YouTuber Shane Dawson is addressing a controversy related to old comments that Dawson made about pedophilia, spurred by a video posted Wednesday (Jan. 10) on Pop Blast’s now-terminated YouTube channel.
“I want to apologize first,” says Dawson, 29, whose real name is Shane Yaw. “I am sorry that I used to make really shitty fucking jokes… Back in the day… I loved the feeling of making somebody shocked and laugh because they couldn’t believe what was coming out of my mouth.”
The now-deleted Pop Blast video included edited audio from a July 1, 2013 podcast on Dawson’s “Shane and Friends” show in which he and co-host Lauren Schnipper were discussing an encounter Dawson had in public with a “child who was probably six years old” who began talking about Instagram with Dawson.
In the featured clip that brought Dawson under fire, he was explaining why he Googled the term “naked baby.”
“I went to Google and I didn’t want to see child porn. I just wanted to see, let me pretend I’m a pedophile for a second,” he said. “So I typed in naked baby. First of all, I don’t understand why anybody would be turned on by that. But, they were sexy. I’m kidding.”
The exchange begins around the 6-minute mark in the podcast.
In the 2013 podcast, Dawson also jokes that Rebecca Black “has made a little less of a sex tape” than Kim Kardashian, quipping, “She hasn’t had sex with as many black guys.” He also offered his “justification of pedophilia,” which compares it to other “weird, creepy” fetishes that aren’t illegal.
Dawson, who says he was molested as a child himself, decries the editing of the accusatory video because he says it’s out of context. “I am sorry that these [offensive jokes] are making people uncomfortable, but also it’s very out of context,” he said. “When you listen to the full thing, it’s still s—– and creepy and bad jokes, but it’s not me being a pedophile… I’m proud that I’ve grown up. I’m proud that I don’t make crazy jokes anymore.”
The controversy comes shortly after Logan Paul, another YouTube personality, faced backlash for posting a video from Japan’s “suicide forest,” which featured a suicide victim. The streaming channel announced yesterday (Jan. 10) that Paul has been removed from the platform’s Google Preferred program, which gives brands access to the top 5 percent of creators on the platform for ad-selling.
“In light of recent events, we have decided to remove Logan Paul’s channels from Google Preferred,” a YouTube spokeswoman said in a statement. “Additionally, we will not feature Logan in season four of ‘Foursome’ and his new Originals are on hold.”
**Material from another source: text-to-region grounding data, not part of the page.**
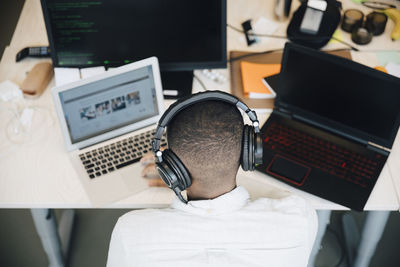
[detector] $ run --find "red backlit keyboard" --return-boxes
[264,122,381,188]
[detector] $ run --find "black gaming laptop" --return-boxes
[257,42,400,211]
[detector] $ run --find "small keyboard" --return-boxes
[79,129,167,179]
[264,122,381,188]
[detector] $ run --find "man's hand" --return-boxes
[140,152,167,187]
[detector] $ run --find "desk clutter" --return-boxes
[3,0,400,212]
[0,80,54,144]
[230,49,352,110]
[340,8,400,44]
[240,0,400,50]
[240,61,280,99]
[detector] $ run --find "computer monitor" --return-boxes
[41,0,227,98]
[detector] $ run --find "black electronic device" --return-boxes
[262,74,280,94]
[287,0,341,49]
[274,0,293,21]
[152,91,263,203]
[40,0,227,98]
[16,46,51,62]
[257,42,400,211]
[241,20,258,46]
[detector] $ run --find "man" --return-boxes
[107,100,318,267]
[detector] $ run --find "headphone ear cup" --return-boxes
[248,126,255,171]
[162,149,192,190]
[242,125,261,171]
[156,159,177,189]
[241,125,250,171]
[254,132,263,166]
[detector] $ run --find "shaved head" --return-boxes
[167,100,244,199]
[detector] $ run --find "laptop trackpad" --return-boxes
[268,155,310,184]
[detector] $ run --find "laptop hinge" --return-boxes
[275,108,293,119]
[292,113,368,146]
[367,142,391,155]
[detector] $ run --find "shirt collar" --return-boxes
[171,186,250,216]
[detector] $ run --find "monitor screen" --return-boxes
[41,0,227,69]
[278,44,400,146]
[59,66,159,144]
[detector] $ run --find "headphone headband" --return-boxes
[152,91,260,155]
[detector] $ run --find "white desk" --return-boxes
[1,1,400,267]
[1,0,399,210]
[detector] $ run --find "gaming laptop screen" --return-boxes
[278,43,400,149]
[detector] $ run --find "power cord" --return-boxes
[193,74,207,91]
[200,24,360,86]
[228,46,355,63]
[330,36,359,52]
[228,24,288,39]
[227,24,359,52]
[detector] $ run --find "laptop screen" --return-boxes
[278,44,400,146]
[58,66,159,144]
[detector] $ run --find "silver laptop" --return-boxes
[52,57,165,206]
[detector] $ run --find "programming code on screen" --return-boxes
[44,0,225,68]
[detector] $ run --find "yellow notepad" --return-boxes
[240,61,281,99]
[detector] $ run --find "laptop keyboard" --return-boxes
[264,122,382,188]
[79,129,167,179]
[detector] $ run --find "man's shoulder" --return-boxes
[113,207,191,234]
[117,208,176,224]
[247,195,318,238]
[246,194,316,219]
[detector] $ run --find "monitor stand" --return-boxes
[161,71,193,99]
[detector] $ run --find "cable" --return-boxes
[227,24,359,51]
[193,74,207,91]
[228,45,358,63]
[228,24,288,39]
[331,37,359,52]
[326,226,346,267]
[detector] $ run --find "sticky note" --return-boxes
[376,51,400,66]
[329,29,344,44]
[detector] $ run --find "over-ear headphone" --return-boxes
[152,91,263,203]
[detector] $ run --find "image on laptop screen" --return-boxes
[58,66,159,144]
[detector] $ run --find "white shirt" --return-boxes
[107,186,318,267]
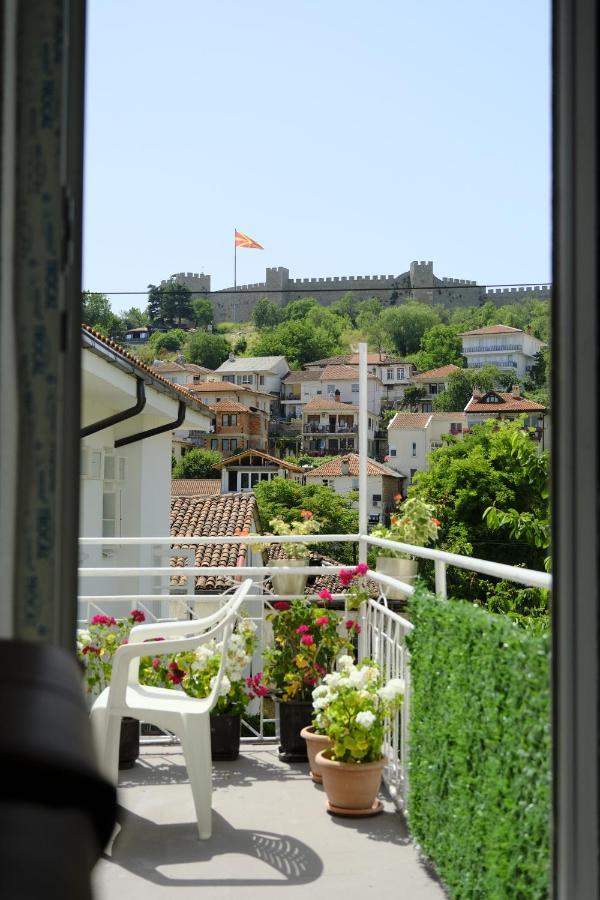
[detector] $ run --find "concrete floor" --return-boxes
[93,743,448,900]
Paul and Dawson are not the only creators to face criticisms, but they are perhaps the most well know and have some of the widest reach, with 15 million and 11 million subscribers, respectively.
YouTube has not released a statement on Dawson, but the Pop Blast channel was removed for “multiple or severe violations of YouTube’s policy against spam, deceptive practices, and misleading content or other Terms of Service violations.”